KL Divergence¶

When comparing two probability distributions, we often need a way to quantify how much one distribution differs from another. The Kullback-Leibler (KL) divergence provides exactly this measure: it captures the expected extra cost of encoding data from a true distribution \(p\) using a code optimized for an approximate distribution \(q\). KL divergence arises naturally in model selection, variational inference, and maximum likelihood estimation. This section defines KL divergence, proves its non-negativity, and highlights its key properties.

Mental Model

KL divergence measures the "wasted bits" when you use the wrong code. If data comes from \(p\) but you encode it assuming \(q\), you pay \(D_{\mathrm{KL}}(p \| q)\) extra bits per symbol compared to the optimal code.

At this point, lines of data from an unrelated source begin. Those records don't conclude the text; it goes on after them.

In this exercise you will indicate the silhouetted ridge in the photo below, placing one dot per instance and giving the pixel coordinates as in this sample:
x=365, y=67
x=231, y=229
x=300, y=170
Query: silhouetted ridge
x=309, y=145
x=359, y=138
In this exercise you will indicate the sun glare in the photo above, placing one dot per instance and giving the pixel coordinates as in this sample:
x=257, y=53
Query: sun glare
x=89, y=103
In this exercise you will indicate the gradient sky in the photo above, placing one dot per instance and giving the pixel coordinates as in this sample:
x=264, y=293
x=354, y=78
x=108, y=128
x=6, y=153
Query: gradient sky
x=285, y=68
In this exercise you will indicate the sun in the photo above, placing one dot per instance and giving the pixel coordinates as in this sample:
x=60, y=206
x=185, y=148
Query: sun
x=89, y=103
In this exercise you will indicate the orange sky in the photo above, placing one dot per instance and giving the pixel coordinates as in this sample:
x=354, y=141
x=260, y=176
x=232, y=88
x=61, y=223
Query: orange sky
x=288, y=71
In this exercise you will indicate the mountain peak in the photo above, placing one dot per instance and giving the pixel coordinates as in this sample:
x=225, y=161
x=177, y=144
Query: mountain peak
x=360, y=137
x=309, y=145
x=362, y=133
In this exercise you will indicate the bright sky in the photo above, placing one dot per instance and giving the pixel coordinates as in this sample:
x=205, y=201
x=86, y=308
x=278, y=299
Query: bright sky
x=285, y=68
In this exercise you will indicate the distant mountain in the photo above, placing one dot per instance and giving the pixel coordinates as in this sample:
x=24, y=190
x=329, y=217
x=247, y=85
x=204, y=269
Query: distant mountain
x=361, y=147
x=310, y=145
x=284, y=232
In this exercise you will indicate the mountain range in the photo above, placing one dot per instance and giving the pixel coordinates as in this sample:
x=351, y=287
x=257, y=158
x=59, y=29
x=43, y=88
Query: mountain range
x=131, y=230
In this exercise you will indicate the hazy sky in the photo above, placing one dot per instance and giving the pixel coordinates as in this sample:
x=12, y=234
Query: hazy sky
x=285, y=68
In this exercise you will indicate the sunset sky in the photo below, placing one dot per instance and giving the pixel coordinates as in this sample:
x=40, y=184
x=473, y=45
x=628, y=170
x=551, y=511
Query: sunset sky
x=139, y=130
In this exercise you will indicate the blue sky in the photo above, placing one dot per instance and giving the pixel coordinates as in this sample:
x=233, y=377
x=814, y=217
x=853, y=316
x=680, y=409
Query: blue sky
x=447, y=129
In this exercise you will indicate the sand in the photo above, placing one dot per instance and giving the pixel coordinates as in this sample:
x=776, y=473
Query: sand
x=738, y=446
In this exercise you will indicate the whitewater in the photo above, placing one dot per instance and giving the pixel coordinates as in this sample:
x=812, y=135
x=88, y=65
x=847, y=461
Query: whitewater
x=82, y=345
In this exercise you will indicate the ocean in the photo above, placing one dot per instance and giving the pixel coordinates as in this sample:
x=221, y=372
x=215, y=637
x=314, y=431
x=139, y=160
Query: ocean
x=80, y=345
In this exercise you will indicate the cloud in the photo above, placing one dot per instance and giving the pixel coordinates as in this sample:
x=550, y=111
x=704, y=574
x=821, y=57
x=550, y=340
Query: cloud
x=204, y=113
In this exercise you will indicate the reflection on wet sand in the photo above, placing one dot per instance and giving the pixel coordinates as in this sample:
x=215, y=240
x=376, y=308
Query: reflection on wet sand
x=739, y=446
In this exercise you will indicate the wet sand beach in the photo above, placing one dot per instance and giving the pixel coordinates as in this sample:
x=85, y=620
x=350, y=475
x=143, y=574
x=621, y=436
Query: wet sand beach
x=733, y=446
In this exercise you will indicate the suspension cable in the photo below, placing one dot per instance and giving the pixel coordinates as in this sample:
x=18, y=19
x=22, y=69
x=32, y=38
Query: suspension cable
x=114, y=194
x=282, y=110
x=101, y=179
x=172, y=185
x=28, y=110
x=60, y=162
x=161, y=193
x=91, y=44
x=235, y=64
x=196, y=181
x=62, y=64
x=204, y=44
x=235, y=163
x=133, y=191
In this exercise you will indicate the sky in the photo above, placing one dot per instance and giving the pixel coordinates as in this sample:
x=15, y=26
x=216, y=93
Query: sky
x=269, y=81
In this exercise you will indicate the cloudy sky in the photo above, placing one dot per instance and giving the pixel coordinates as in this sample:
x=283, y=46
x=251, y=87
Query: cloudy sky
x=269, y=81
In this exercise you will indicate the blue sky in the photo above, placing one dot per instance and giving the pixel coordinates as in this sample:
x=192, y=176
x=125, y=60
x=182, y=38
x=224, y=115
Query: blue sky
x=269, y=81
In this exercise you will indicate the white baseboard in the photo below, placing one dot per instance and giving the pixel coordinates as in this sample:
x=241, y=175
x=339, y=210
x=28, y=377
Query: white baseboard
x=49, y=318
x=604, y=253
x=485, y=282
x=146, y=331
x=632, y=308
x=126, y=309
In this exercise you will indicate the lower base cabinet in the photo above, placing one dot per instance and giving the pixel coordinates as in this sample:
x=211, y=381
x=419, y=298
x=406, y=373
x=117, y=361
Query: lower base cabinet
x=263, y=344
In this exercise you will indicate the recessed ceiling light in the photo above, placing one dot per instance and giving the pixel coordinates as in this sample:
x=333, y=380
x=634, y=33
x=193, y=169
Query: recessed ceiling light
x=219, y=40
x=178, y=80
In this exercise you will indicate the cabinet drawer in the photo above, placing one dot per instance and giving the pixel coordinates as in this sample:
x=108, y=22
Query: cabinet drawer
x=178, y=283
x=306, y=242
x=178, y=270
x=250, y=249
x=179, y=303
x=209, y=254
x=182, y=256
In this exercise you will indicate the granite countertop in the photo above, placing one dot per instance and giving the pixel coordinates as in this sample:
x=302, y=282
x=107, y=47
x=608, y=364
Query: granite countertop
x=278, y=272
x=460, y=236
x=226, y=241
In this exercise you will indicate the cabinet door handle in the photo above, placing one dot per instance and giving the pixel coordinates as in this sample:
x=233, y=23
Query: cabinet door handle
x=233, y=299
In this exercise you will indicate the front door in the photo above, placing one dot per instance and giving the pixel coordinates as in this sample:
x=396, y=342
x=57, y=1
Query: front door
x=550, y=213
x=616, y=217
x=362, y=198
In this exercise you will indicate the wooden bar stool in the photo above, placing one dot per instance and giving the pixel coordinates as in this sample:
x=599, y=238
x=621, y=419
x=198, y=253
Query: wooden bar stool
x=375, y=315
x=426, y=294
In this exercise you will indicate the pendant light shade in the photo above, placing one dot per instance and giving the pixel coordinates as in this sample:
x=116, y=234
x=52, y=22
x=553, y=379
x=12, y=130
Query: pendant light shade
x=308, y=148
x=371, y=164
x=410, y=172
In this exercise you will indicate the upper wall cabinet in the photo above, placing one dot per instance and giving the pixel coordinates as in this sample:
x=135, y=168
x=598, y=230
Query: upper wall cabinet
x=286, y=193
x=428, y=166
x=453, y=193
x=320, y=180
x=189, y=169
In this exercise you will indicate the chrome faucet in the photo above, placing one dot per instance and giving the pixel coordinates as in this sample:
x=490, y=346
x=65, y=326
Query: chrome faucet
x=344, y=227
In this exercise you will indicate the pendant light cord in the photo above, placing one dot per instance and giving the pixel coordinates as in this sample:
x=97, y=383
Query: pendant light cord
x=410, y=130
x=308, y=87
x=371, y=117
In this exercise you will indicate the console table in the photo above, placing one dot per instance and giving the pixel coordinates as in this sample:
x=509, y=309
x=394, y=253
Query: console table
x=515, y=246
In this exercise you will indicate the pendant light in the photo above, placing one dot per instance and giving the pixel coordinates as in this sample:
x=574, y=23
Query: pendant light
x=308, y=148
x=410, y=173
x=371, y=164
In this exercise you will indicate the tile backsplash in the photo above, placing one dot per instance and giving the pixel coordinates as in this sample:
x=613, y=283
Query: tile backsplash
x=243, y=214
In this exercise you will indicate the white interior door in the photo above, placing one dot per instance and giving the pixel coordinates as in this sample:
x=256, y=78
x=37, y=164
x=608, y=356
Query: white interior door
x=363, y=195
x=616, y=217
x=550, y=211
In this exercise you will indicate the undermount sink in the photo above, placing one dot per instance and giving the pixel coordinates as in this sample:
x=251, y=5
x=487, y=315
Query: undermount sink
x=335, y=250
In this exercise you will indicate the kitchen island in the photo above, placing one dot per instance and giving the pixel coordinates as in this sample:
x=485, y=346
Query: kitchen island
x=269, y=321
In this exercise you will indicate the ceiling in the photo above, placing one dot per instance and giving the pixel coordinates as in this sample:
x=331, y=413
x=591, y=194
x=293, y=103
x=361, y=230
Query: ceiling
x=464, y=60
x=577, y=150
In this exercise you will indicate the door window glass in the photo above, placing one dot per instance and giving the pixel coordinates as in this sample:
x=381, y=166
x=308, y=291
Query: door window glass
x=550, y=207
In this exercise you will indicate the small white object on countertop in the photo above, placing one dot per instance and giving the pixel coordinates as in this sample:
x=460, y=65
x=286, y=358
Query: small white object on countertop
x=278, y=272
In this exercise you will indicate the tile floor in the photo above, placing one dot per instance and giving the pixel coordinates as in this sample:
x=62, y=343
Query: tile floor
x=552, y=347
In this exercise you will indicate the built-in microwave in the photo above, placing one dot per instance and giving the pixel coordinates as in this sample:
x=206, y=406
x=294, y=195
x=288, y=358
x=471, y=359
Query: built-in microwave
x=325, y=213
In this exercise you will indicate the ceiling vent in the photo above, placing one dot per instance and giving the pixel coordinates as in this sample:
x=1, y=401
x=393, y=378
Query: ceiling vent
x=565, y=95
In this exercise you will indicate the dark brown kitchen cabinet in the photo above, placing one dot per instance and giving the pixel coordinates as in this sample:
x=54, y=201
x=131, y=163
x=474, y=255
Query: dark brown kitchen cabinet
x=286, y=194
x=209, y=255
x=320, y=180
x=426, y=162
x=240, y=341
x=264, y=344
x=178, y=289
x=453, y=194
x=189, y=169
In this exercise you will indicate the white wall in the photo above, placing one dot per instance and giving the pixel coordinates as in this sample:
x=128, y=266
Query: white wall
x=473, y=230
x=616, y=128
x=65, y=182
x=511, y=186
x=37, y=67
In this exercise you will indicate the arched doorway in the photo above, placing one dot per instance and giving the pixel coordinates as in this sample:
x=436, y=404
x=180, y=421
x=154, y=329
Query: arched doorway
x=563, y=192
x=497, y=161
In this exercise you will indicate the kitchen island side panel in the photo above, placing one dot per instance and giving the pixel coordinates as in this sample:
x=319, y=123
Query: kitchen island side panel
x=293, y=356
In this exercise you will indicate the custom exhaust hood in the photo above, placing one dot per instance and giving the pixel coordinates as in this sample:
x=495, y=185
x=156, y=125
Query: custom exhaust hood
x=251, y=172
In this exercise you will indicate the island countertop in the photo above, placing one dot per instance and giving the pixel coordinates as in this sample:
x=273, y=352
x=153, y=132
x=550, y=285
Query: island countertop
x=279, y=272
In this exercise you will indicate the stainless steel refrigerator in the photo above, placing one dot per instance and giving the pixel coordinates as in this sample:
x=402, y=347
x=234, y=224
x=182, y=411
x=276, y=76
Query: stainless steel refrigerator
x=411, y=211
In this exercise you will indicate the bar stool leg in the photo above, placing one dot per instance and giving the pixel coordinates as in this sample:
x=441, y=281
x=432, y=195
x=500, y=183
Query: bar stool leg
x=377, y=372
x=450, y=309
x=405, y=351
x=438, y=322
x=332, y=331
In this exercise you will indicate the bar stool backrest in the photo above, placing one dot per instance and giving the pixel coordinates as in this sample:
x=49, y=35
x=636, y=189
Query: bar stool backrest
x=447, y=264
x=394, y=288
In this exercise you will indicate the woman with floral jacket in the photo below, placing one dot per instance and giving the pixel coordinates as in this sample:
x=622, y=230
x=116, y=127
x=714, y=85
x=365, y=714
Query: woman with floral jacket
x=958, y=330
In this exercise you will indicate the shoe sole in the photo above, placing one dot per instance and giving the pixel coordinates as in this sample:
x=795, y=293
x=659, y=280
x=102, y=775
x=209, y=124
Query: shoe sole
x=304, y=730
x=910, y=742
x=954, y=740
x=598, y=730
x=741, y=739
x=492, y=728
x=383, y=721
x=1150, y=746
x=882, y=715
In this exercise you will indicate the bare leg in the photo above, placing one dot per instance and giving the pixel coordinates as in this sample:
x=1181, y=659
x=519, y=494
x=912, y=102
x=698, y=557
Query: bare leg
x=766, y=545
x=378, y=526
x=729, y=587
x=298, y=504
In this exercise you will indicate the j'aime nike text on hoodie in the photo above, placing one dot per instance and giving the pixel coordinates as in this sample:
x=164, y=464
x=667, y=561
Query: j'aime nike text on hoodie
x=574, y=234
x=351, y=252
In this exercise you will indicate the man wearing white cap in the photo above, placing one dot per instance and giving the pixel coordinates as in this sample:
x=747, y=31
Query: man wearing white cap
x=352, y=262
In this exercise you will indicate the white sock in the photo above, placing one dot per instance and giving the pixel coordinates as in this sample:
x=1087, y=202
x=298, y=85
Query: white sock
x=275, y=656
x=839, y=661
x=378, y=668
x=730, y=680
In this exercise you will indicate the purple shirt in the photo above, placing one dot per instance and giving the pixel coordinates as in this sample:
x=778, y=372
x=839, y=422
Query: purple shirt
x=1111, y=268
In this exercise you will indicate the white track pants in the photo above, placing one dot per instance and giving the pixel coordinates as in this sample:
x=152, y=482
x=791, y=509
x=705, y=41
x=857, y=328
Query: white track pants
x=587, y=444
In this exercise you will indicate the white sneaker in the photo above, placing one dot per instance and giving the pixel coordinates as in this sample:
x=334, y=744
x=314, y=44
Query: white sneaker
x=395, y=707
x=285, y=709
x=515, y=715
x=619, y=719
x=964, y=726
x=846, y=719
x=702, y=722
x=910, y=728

It is always non-negative (you can never do better than the true code) and asymmetric (\(D_{\mathrm{KL}}(p \| q) \neq D_{\mathrm{KL}}(q \| p)\)).

Definition¶

Let \(p\) and \(q\) be two probability distributions over the same discrete sample space \(\mathcal{X}\). The Kullback-Leibler divergence (or relative entropy) of \(q\) from \(p\) is

\[ D_{\mathrm{KL}}(p \| q) = \sum_{x \in \mathcal{X}} p(x) \log \frac{p(x)}{q(x)} \]

where the sum runs over all \(x\) with \(p(x) > 0\). We require \(q(x) > 0\) whenever \(p(x) > 0\); otherwise \(D_{\mathrm{KL}}(p \| q) = +\infty\).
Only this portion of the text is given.